Others aren't as shy.
Jennifer Farmbry turned herself in on a DUI charge wearing lip gloss and a black top that revealed the top of a tattoo between her breasts.
When a deputy asked the 20-year-old to step on the blue feet, she paused.
"Hold on," she said, primping. "I want to take a good picture."
Farmbry knew she was going to turn herself in, so her friends held a "Jennifer's-Going-To-Jail" party the night before. Now, she says, they're all waiting for her mug shot to hit the Internet "to see what I look like in here."
"My friends are crazy," she says.
Asked why she smiled, she says she had time to think about her booking photo. Time to plan.
"I didn't want a mug shot-looking mug shot," she says.
Watch long enough and you learn the nuances of booking photos. A solid 50 percent of the women fix their hair or check their reflections in the bulletproof glass before stepping in front of the camera. Men who want to appear tough cock their heads to one side.
The reasons for the smiles aren't as clear, though a smiling trend does exist.
"A lot of them are repeat offenders," says Deputy Augusto Santos, 33, who has been shooting mug shots for several years. "They come in and say, 'I didn't like the first one. Gotta make this one better.' "
"Most of the guys smiling are younger," says Deputy Leapley. "A lot of them are showing off their grills. They get their photo taken, and they run over to the phones and call their friends and say 'Hey, I'm an Internet star. Check it out.' "
In that way, there seems to be some confusion about fame and notoriety — all they're seeking is 15 minutes of recognition.

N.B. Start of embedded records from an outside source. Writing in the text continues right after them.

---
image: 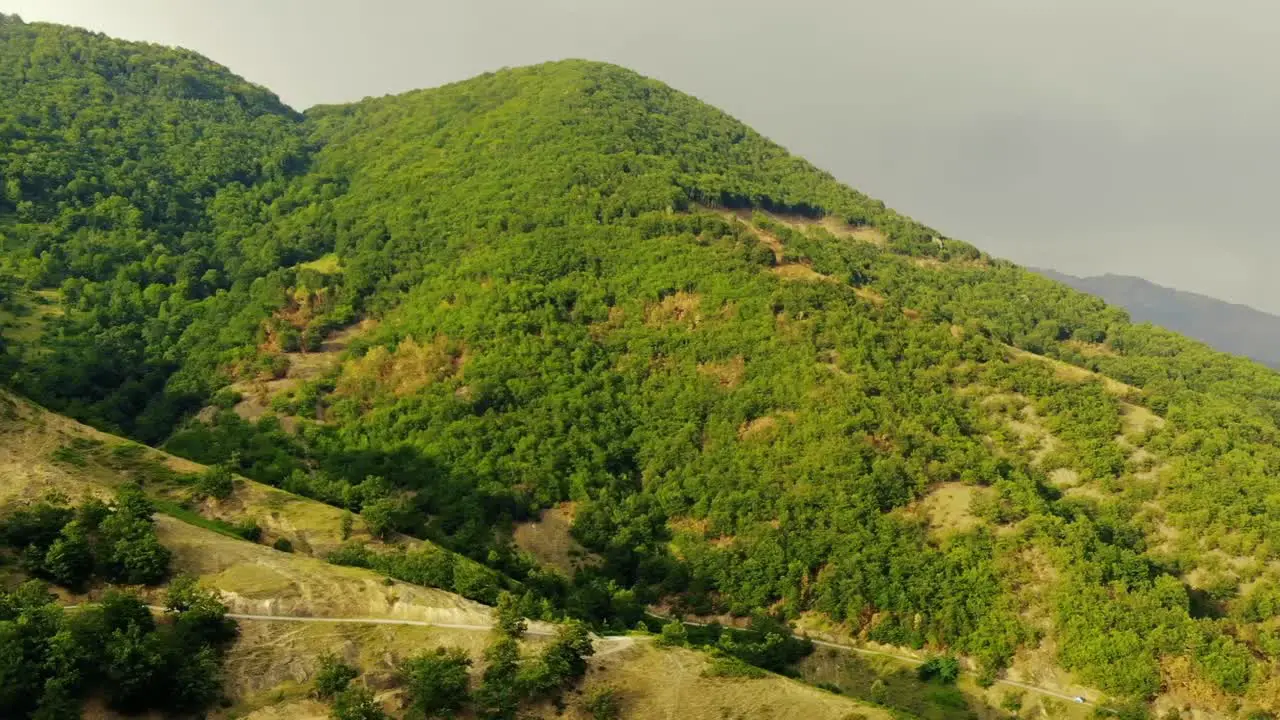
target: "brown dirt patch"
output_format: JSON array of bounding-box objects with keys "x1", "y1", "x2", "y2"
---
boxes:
[
  {"x1": 908, "y1": 483, "x2": 987, "y2": 537},
  {"x1": 1005, "y1": 345, "x2": 1140, "y2": 397},
  {"x1": 698, "y1": 355, "x2": 746, "y2": 387},
  {"x1": 550, "y1": 643, "x2": 891, "y2": 720},
  {"x1": 1120, "y1": 402, "x2": 1165, "y2": 434},
  {"x1": 1062, "y1": 340, "x2": 1120, "y2": 357},
  {"x1": 737, "y1": 411, "x2": 796, "y2": 441},
  {"x1": 854, "y1": 287, "x2": 884, "y2": 307},
  {"x1": 772, "y1": 263, "x2": 836, "y2": 282},
  {"x1": 645, "y1": 291, "x2": 703, "y2": 327},
  {"x1": 513, "y1": 502, "x2": 599, "y2": 577},
  {"x1": 334, "y1": 336, "x2": 467, "y2": 402}
]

"It has a lot to do with people's attitudes when they're in jail," says Deputy Constance Boyd, 45, who has spent eight years in booking. "Most of them are depressed when they get here. It's going to cost them a lot of money to get out.

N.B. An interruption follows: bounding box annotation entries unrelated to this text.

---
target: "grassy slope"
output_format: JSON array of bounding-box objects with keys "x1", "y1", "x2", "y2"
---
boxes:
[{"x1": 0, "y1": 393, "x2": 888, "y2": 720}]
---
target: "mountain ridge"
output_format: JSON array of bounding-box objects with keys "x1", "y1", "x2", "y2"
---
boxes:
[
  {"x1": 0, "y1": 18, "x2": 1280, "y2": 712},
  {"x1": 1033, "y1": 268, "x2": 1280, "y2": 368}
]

"But some of them don't seem to mind."
"It's jail," says Leapley. "It's not the end of the world."
In 1892, Charles Darwin suggested that facial expressions don't just indicate an emotion, but actually contribute to the emotion itself. Facial expressions aren't more important than memories or thoughts, he wrote, but they can cause an emotional response.
The theory has been tested and retested. In the early 1990s, researchers found that simply prompting people to smile made them happy.

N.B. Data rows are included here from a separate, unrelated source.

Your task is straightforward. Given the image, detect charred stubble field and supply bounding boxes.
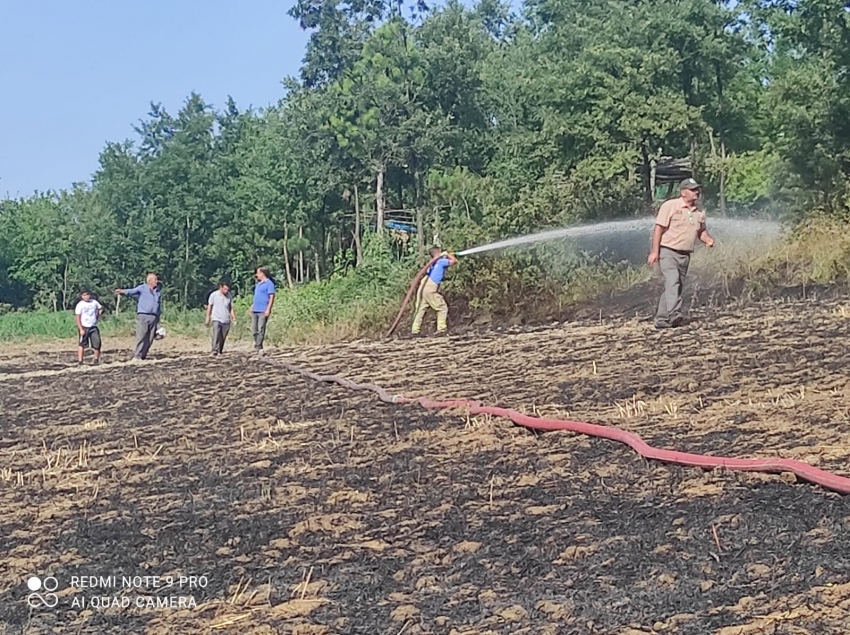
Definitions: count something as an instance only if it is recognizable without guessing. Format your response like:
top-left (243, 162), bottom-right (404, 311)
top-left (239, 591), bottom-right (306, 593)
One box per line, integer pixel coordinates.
top-left (0, 302), bottom-right (850, 635)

If that theory holds true in jail, maybe smiles are about survival.
I've hit the bottom, and I'm going to pull myself up, starting with my face.
"Rafael Garcia," a deputy calls over the loudspeaker.
A young man steps forward and stands on the blue feet. He doesn't need instructions because he has done this eight times before. He was arrested this time for driving with a suspended license.
"Same stupid things," he says. "I'm the dummy who never learns."
He steps in front of the camera. He has never smiled in a booking photo before. It doesn't look like he will this time either.
"You going to smile or not?" the deputy asks.
Sometimes that's all it takes.
"There's no reason to have a bad attitude," Garcia says. "Might as well smile."